22 These are the sons of Rachel, which were born to Jacob: all the souls were fourteen.

 

Introduction

To the first readers of Genesis, the names in verses 19-22 mean something.  This is a list of the sons of Jacob born to his favorite wife, Rachel. She bore him two sons, Joseph, and Benjamin. “And unto Joseph in the land of Egypt were born Manasseh and Ephraim, which Asenath the daughter of Potipherah priest of On bare unto him” (21). These two sons of Joseph would not only be the head of a major family group, but would lend their name to two of the twelve tribes that later formed the nation of Israel.  Every Hebrew knew his family ancestry.  The division of labor, the organization of the army, and the parceling of the land all were done according to tribe.  This list of names reminds original readers of their identity as God’s people in fulfilling His purposes. In the 400 or so years from Jacob’s time to Moses’, the number of Israelites had mushroomed from 70 to more than two million!

 

Commentary

19 The sons of Rachel Jacob's wife; Joseph, and Benjamin.

20 And unto Joseph in the land of Egypt were born Manasseh and Ephraim, which Asenath the daughter of Potipherah priest of On bare unto him.

21 And the sons of Benjamin were Belah, and Becher, and Ashbel, Gera, and Naaman, Ehi, and Rosh, Muppim, and Huppim, and Ard.
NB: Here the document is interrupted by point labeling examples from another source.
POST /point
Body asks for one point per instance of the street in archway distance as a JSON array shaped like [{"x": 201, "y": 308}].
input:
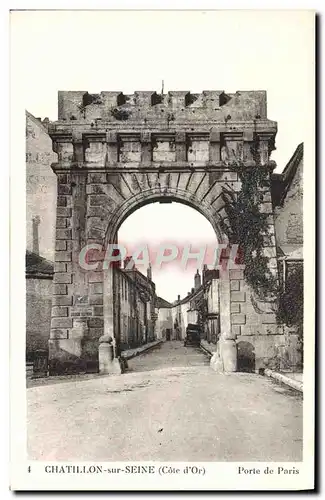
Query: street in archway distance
[{"x": 168, "y": 406}]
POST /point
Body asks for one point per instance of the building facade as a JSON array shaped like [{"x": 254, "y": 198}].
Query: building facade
[
  {"x": 41, "y": 197},
  {"x": 116, "y": 153}
]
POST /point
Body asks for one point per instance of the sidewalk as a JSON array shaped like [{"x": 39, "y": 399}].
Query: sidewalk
[
  {"x": 54, "y": 379},
  {"x": 293, "y": 380}
]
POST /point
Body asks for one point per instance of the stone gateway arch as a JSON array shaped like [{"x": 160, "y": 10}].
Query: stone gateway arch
[{"x": 119, "y": 152}]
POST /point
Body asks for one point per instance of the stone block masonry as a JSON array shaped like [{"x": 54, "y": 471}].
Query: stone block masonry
[{"x": 118, "y": 152}]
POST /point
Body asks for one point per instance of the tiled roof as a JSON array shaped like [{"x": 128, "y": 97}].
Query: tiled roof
[{"x": 282, "y": 182}]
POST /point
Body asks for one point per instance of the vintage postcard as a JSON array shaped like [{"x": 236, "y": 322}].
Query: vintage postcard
[{"x": 162, "y": 208}]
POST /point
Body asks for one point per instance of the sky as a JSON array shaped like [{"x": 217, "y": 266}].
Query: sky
[{"x": 190, "y": 50}]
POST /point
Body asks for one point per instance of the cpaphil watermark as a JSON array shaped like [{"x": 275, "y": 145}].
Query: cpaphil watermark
[{"x": 214, "y": 256}]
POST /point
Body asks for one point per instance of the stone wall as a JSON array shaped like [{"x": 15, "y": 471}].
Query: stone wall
[
  {"x": 117, "y": 153},
  {"x": 41, "y": 190}
]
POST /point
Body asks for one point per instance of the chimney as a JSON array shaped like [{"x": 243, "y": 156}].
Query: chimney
[
  {"x": 197, "y": 280},
  {"x": 149, "y": 273},
  {"x": 36, "y": 222}
]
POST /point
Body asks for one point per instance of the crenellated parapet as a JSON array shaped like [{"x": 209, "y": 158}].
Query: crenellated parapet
[
  {"x": 209, "y": 105},
  {"x": 174, "y": 130}
]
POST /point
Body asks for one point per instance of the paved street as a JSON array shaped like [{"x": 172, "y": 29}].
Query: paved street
[{"x": 169, "y": 406}]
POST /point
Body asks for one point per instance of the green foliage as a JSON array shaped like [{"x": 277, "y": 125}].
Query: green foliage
[{"x": 248, "y": 227}]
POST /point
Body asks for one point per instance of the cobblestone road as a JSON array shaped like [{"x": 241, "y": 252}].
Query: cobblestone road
[{"x": 169, "y": 406}]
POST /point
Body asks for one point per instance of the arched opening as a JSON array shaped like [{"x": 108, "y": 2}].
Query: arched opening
[{"x": 154, "y": 298}]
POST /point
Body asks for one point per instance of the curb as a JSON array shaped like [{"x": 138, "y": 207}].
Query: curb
[
  {"x": 294, "y": 384},
  {"x": 128, "y": 354}
]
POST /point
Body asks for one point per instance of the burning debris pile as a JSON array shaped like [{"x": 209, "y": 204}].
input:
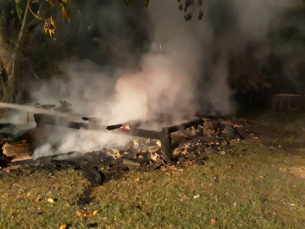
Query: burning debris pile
[
  {"x": 184, "y": 144},
  {"x": 189, "y": 145}
]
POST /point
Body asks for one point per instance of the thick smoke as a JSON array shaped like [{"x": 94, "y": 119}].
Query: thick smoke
[{"x": 184, "y": 71}]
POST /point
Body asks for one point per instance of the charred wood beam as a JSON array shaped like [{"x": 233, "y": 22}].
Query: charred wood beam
[
  {"x": 113, "y": 127},
  {"x": 182, "y": 126},
  {"x": 42, "y": 119},
  {"x": 213, "y": 117}
]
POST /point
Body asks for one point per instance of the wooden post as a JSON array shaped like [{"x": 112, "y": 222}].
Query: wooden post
[{"x": 166, "y": 144}]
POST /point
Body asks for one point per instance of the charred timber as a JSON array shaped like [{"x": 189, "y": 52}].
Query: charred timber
[
  {"x": 171, "y": 129},
  {"x": 42, "y": 119},
  {"x": 113, "y": 127}
]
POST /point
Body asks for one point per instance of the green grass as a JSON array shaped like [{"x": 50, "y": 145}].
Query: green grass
[{"x": 165, "y": 198}]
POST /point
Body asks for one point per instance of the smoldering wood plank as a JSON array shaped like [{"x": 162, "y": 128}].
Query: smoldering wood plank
[
  {"x": 171, "y": 129},
  {"x": 50, "y": 120},
  {"x": 18, "y": 151}
]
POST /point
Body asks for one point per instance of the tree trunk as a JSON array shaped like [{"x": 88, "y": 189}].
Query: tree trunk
[{"x": 11, "y": 87}]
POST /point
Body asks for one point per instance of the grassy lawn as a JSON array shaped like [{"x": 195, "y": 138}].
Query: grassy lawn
[{"x": 257, "y": 186}]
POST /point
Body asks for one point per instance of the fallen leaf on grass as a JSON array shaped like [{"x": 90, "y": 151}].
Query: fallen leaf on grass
[
  {"x": 229, "y": 167},
  {"x": 213, "y": 221},
  {"x": 50, "y": 200},
  {"x": 80, "y": 214},
  {"x": 94, "y": 213}
]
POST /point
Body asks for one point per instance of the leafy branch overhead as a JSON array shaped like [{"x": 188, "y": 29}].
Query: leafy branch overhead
[
  {"x": 188, "y": 6},
  {"x": 49, "y": 25}
]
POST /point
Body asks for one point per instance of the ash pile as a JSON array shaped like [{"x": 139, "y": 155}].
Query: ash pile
[
  {"x": 185, "y": 144},
  {"x": 190, "y": 146}
]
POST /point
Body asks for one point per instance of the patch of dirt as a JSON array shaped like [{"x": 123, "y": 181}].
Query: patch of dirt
[{"x": 295, "y": 171}]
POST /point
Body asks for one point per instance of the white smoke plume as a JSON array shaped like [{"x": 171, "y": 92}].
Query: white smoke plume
[{"x": 184, "y": 72}]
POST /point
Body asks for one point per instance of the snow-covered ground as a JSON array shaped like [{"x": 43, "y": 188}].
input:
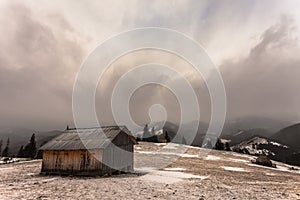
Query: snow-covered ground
[{"x": 190, "y": 175}]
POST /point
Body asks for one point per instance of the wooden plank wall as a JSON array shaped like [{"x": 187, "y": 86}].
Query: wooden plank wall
[{"x": 72, "y": 161}]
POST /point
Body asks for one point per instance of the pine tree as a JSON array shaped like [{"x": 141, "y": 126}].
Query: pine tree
[
  {"x": 30, "y": 149},
  {"x": 21, "y": 152},
  {"x": 6, "y": 149},
  {"x": 219, "y": 145},
  {"x": 1, "y": 142},
  {"x": 167, "y": 137},
  {"x": 146, "y": 134},
  {"x": 227, "y": 146}
]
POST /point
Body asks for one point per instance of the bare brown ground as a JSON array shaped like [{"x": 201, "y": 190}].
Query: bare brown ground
[{"x": 244, "y": 181}]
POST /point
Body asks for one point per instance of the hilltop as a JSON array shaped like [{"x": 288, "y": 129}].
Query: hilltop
[{"x": 192, "y": 175}]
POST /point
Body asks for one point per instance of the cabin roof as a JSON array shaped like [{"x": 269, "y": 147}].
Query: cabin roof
[{"x": 86, "y": 138}]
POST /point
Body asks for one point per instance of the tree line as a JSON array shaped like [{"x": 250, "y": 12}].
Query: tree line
[{"x": 28, "y": 151}]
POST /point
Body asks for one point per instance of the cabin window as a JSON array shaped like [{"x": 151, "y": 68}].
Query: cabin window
[{"x": 85, "y": 160}]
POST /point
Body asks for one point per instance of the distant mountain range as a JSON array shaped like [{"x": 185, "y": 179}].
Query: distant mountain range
[
  {"x": 21, "y": 136},
  {"x": 270, "y": 136},
  {"x": 289, "y": 136}
]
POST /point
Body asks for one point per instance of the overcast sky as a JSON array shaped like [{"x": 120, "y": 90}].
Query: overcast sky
[{"x": 253, "y": 43}]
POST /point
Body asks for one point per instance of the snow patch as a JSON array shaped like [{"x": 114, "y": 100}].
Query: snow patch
[
  {"x": 238, "y": 160},
  {"x": 175, "y": 169},
  {"x": 235, "y": 169},
  {"x": 168, "y": 154},
  {"x": 169, "y": 177},
  {"x": 211, "y": 157}
]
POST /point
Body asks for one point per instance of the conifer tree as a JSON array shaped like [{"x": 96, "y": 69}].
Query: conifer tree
[{"x": 6, "y": 149}]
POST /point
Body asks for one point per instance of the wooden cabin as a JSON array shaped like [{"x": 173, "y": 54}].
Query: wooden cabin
[{"x": 90, "y": 151}]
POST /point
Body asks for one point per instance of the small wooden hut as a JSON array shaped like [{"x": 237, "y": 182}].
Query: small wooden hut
[{"x": 90, "y": 151}]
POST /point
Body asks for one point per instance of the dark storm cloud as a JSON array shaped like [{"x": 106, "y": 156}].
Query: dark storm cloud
[
  {"x": 37, "y": 69},
  {"x": 266, "y": 83}
]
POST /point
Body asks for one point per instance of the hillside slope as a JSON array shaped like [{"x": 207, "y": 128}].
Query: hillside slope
[
  {"x": 289, "y": 136},
  {"x": 190, "y": 175}
]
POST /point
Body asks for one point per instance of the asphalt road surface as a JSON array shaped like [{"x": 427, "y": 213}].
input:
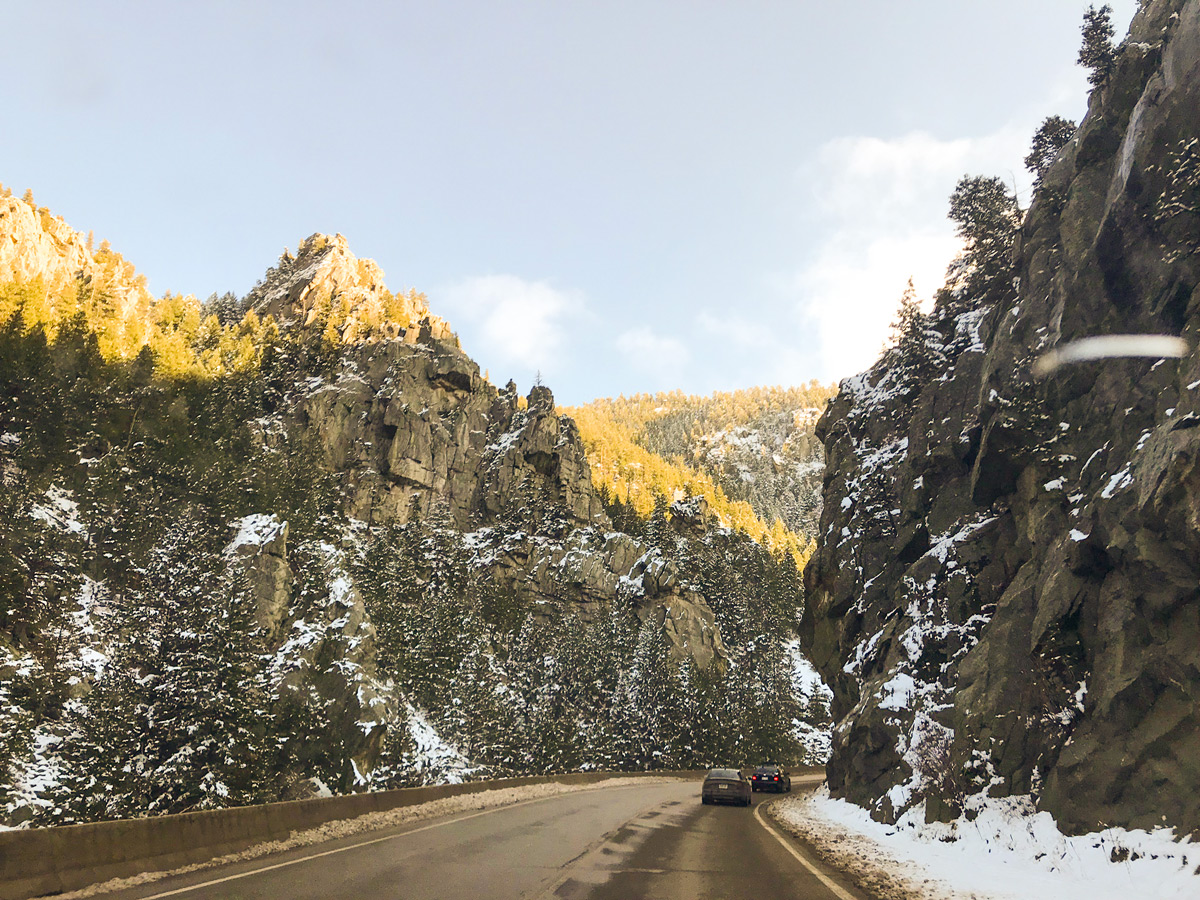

22 These are the sons of Rachel, which were born to Jacob: all the souls were fourteen.

 

Once again, a genealogical list is used to bring closure at the end of a large narrative unit. In fact, there were two lists before this one: Jacob’s sons by Leah (46:8-15) and Jacob’s sons by Zilpah: (46:16-18).   The tales of the patriarchs in the land of Canaan are now concluded, and as Jacob and his Clan journey southward for the sojourn in Egypt, we are given an inventory of his offspring, a large family already exhibiting in embryo the configuration of the future tribes of Israel.

 

Jacobs sons (listed with their sons) that were born to his favorite wife, Rachel (19), were Joseph (20) and Benjamin (21).  Joseph’s sons were born in Egypt (41:51-52) and probably some of Benjamin’s sons were as well, for he was a young man at the time of the move and could hardly have had 10 sons already.  The total number of descendants was 14 (22).

 

Besides the two sons of Joseph (20), ten sons are assigned to Benjamin (21), though he was still young. The list of Benjamin’s sons (21) seems to go on and on.  If Benjamin, as some believe, was about 22 years of age at the time of the migration, he must have married quite young.  Or perhaps he had several wives, or perhaps his wife had a number of multiple births.  At his young age, few would expect he would already have 10 sons.  Whichever way we look at it, old Jacob must have been astonished at the size of Benjamin’s family, for sons were what counted in those days.  The other brothers must have been astonished too.  If it went on like that, Benjamin would have the largest tribe in Israel.  As it happened, the tribe of Benjamin ended up as the smallest of them all, for the promise of those early days was ruined by tribal sins.